En passant devant une bijouterie, Ginny dit d'un ton dégagé :
— Il est très joli, au fait, ton nouveau pendentif, Lily.
— C'est vrai, dit celle-ci, tout en se mettant à triturer le bijou sans s'en rendre compte.
— Ton père aussi m'en avait offert un de ce style. C'était durant notre dernière année à Poudlard.
La jeune fille rosit.
— Au fait, ma chérie, tu as réussi à élucider ce dont tu me parlais cet été ?
— Quoi donc, Maman ?
— Eh bien ce garçon dont le cœur a été attrapé, tu sais...
— Oh...
— Aurait-il un quelconque rapport avec le Vif d'Or que tu portes au cou ?
Lily rougit tout en grommelant puis répondit :
— On ne peut rien te cacher...
Ginny se mit à rire.
— J'ai été jeune avant toi, tu sais. Et... euh... C'est un garçon bien, j'espère ?
— Tu veux savoir s'il s'intéresse à moi pour moi ou pour mon nom, c'est ça ?
Sa mère opina.
— Justement, il voit en moi Lily, et se contre-fiche que je sois la fille de Harry Potter.
— Bien, répondit Ginny avec un sourire. C'est un né-Moldu ?
— Non, mais il n'est pas du genre à se pâmer devant ce que Papa a fait.
Mrs Potter sourit.
— Je suis contente pour toi, ma chérie. Et alors, continua-t-elle avec un sourire complice, dans quelle Maison est-il ?
— Écoute, Maman, pour l'instant, j'ai encore envie de garder tout ça pour moi. Ça ne fait pas très longtemps...
— Oh ? Si tu veux.
— Tu veux bien me promettre de ne pas en parler à Papa ou à James, pour le moment, s'il-te-plaît ? Et de ne pas chercher à en savoir plus.
Ginny dévisagea sa fille quelques instants.
— Rien de grave ?
La jeune fille secoua la tête en signe de dénégation.
— Tu voudras bien nous parler de lui un jour, Lily ?
— Bien sûr, Maman !
— Alors c'est d'accord.
Ginny et Lily flanèrent toute la matinée dans les rues commerçantes moldues. Elles achetèrent quelques vêtements pour l'une et l'autre. Les Potter tenaient beaucoup à ce que leurs enfants sachent se débrouiller dans le monde moldu et puissent y passer inaperçus. Ginny avait même imposé à chacun d'eux d'avoir en permanence dans sa malle un sac à dos de survie. Celui-ci contenait quelques vêtements moldus et sorciers, un minimum d'affaires de toilette, des barres énergétiques et de l'eau, ainsi que de l'argent moldu et sorcier. Le tout ayant subi un sortilège d'allègement. Elle aurait bien imposé à ses enfants de les porter sur eux en permanence, miniaturisés, mais Harry avait trouvé cela excessif et Hermione avait réussi à la convaincre que c'était très contraignant.
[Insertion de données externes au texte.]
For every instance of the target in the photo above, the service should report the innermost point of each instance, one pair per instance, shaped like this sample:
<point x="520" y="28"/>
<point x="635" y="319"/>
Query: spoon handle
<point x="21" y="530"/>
Et de toute façon, comme le lui avait rappelé son mari, si les ennuis devaient leur tomber dessus, on pouvait difficilement anticiper quoi que ce soit.
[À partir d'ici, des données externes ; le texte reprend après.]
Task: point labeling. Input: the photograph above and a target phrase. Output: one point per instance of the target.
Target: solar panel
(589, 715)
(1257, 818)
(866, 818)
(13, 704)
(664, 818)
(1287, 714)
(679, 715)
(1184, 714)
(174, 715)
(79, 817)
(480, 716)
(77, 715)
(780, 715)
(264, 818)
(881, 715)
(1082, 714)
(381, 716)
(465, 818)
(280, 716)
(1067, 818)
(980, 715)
Entre deux boutiques de vêtements, la mère et la fille entrèrent aussi dans une librairie qu'elles appréciaient. Lily choisit quelques romans pour la fin de l'année scolaire et Ginny renouvela ceux de sa table de chevet.
Les deux sorcières décidèrent ensuite de manger dans un restaurant moldu, où elles ne risquaient pas d'être reconnues. Au moment où elles choisissaient leurs desserts, Lily sentit son miroir chauffer dans sa poche. Elle passa rapidement sa commande et s'éclipsa en prétextant un besoin urgent. La jeune fille s'isola soigneusement, ne pouvant faire de magie. Elle savait cependant que sa mère ne risquait pas de la surprendre et qu'un Moldu qui l'entendrait croirait qu'elle utilisait un téléphone portable. Ce qui n'était finalement pas si éloigné de la réalité que cela, se dit-elle.
— Coucou, jolie rouquine.
— Coucou, toi, dit-elle en souriant.
— Tu vas bien, depuis ce matin ?
— Oui, et toi ?
— On fait aller. J'aime vraiment beaucoup ce petit miroir, dit-il dans un large sourire.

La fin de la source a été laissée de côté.